As time went on we got a family PC and my first attempt at programming it wasn’t exactly successful. As it turned out, you couldn’t put BASIC in .html files, which seemed like such a good idea at the time. I quickly realised I had a lot to learn and decided I’d learn a language that I could use on the PC.

C was nothing like BASIC. It was far more exciting and looked much cooler with all its obscure syntax and low level semantics. As I started to understand things like files and sockets I became fascinated with the idea that I could build programs for other people to use.

After playing with C for a few months I felt confident enough to build something real with it, and it just so happened I had an idea I was pretty excited about. I wanted to build a simple tool that allowed two people write code together over the Internet.

There’d be two boxes. You would type your code into the box on the left, hit send and your partner would see your code in their right hand box. They could copy it across, amend it and hit send to send it back. I distinctly remember being in awe of the fact that by using a TCP socket for sending data, the other person could be on the other side of the world and this would still work – much more fun than BASIC.

So I got cosy with socket(), listen(), bind(), connect(), send() and recv(). A few weeks later I had an early version working and I couldn’t wait to test it. It worked perfectly over localhost, but I wanted to see this work over the freaking phone line!

Fortunately my good friend Jacob was on hand to help. I sent him over the wonderfully small executable and gave him my IP address to connect to. I honestly could not believe it when he connected and his code appeared on my screen. I made a few changes and sent it back. It was awesome!

But then something weird happened.

Jacob’s code had a series of ZZüy characters at the end. They disappeared on the next update, but then came back. I asked him about the strange characters I was seeing, but he couldn’t see them. None of his code was being lost, but these extra characters were becoming very annoying.

Over the next day or two I trawled through the code line by line, desperately trying to work out how these extra characters might occur. It was tiring, and each time I thought I had found the issue, as if by magic, there they were again. I came to passionately hate the sequence of characters ZZüy. I think I still do. I’m biting on my fist right now.

It was actually a little soul destroying each time we retested a potential fix only to find it was still screwed, because after seeing those damn ZZüy characters come back, I had nothing. I had to go back through the process and find some other explanation. I like to consider myself an optimist, but a real test of that is whether you’re still optimistic when you have nothing.

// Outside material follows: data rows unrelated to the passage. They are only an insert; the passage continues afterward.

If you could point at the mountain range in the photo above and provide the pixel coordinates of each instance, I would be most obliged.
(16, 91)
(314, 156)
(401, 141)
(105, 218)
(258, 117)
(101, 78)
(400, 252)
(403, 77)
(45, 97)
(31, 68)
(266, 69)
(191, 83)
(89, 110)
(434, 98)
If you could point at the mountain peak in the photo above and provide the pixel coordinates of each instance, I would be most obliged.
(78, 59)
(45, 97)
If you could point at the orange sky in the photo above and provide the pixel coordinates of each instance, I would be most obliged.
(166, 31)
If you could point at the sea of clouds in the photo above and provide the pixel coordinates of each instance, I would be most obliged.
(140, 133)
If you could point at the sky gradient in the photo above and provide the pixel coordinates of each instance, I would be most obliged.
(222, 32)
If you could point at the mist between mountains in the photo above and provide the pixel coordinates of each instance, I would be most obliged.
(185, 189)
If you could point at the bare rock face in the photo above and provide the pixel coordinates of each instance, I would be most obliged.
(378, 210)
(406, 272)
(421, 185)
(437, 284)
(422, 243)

After another 10 or so different attempts I finally stumbled upon it. This time, I was absolutely convinced. I had been reading an article about string buffers in C when it mentioned zero–termination, and that’s when it hit me. A string buffer needs to contain a zero character to signify the end of the data. It finally all made sense. Suddenly I could imagine how strlen() might work by counting until it found the zero. Suddenly I knew what the Hungarian word psz meant. And, of course, I was seeing random extra characters because the displaying of the buffer didn’t know when to stop reading because there was no zero. Oh yes – this time I had definitely nailed it.

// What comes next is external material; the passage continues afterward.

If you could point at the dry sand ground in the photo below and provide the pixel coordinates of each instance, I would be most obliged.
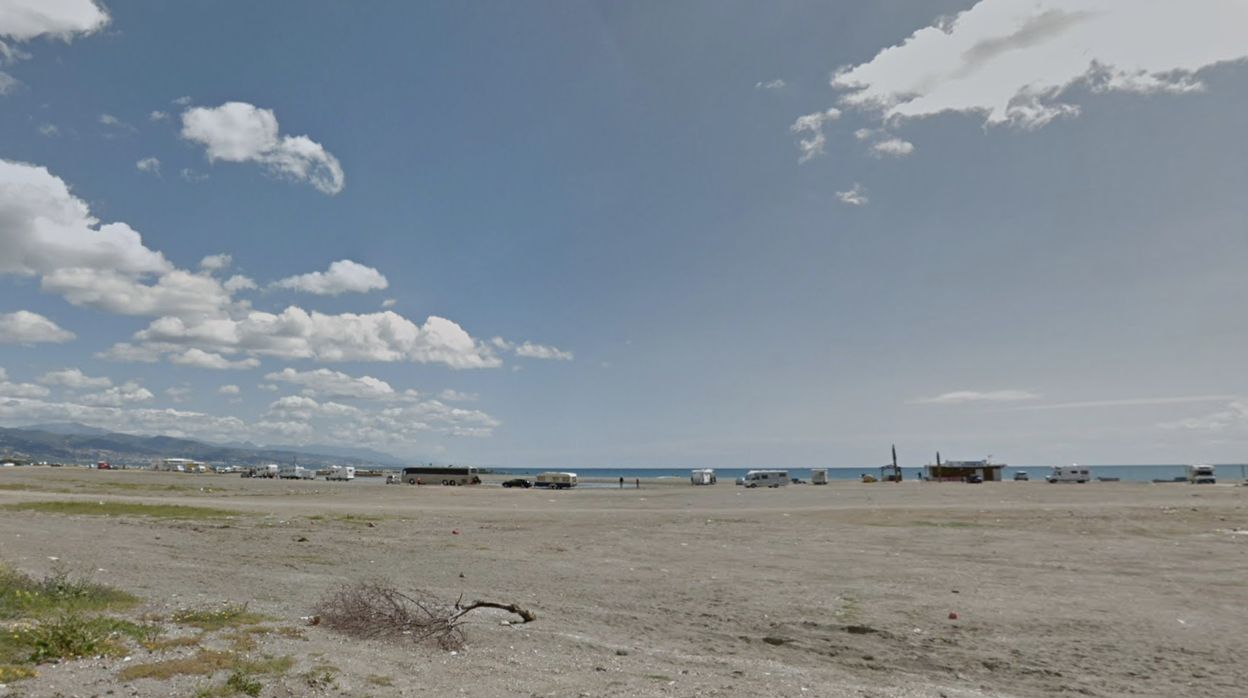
(672, 589)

So I took the return value from recv() – the total number of bytes received – and used it as an index into the buffer to add the zero terminator. I compiled. I linked. Well, those happened together but I’m trying to build dramatic effect. I took the new executable and sent it across to Jacob. And then I waited.

A minute later he connected and over came his code. His particular choice of sample code this time caused a scroll bar to appear, but were those pesky ZZüy characters still there? Surely they were gone now that the buffer had been zero terminated. Surely.

I scrolled to the bottom of the box praying that I wouldn’t see them. But the bastards, in all their glory, were still there. A group of 16 ZZüy characters staring back at me saying “nice try, but better luck next time loser”. I couldn’t believe that I’d failed yet again. Back to the drawing board.

The next few hours were shared between outbursts of crying and trying every shot–in–the–dark approach I could come up with to prevent ZZüy from ruining my life. But I persevered, and herein lies my point.

When Einstein was asked why he was so smart, he answered:

It’s not that I’m so smart, it’s just that I stay with problems longer.

I may have had an abundance of ZZüy characters, but I also had the perseverance to not let this problem beat me, however unenjoyable the process was going to be. It was probably going to take much more time than I had hoped, but ultimately I knew there was an explanation waiting to be found. I just had to persevere with the problem to better understand it.

In reality everyone has their own threshold of perseverance, and we each have different factors that cause us to hit it. Some people become frustrated very quickly, hindering their ability to persevere through the problem. Others simply lose motivation due to lack of progress. The key is to use failure positively to drive perseverance. Each failure takes you a step closer to finding a solution so long as you are learning from it – the only true type of failure is quitting.

In the end, Jacob admitted that he had been adding the ZZüy characters onto the end of his code manually ever since he’d realised the zero termination stuff fixed the bug. I don’t think I’ve ever been so mad and so happy at the same time.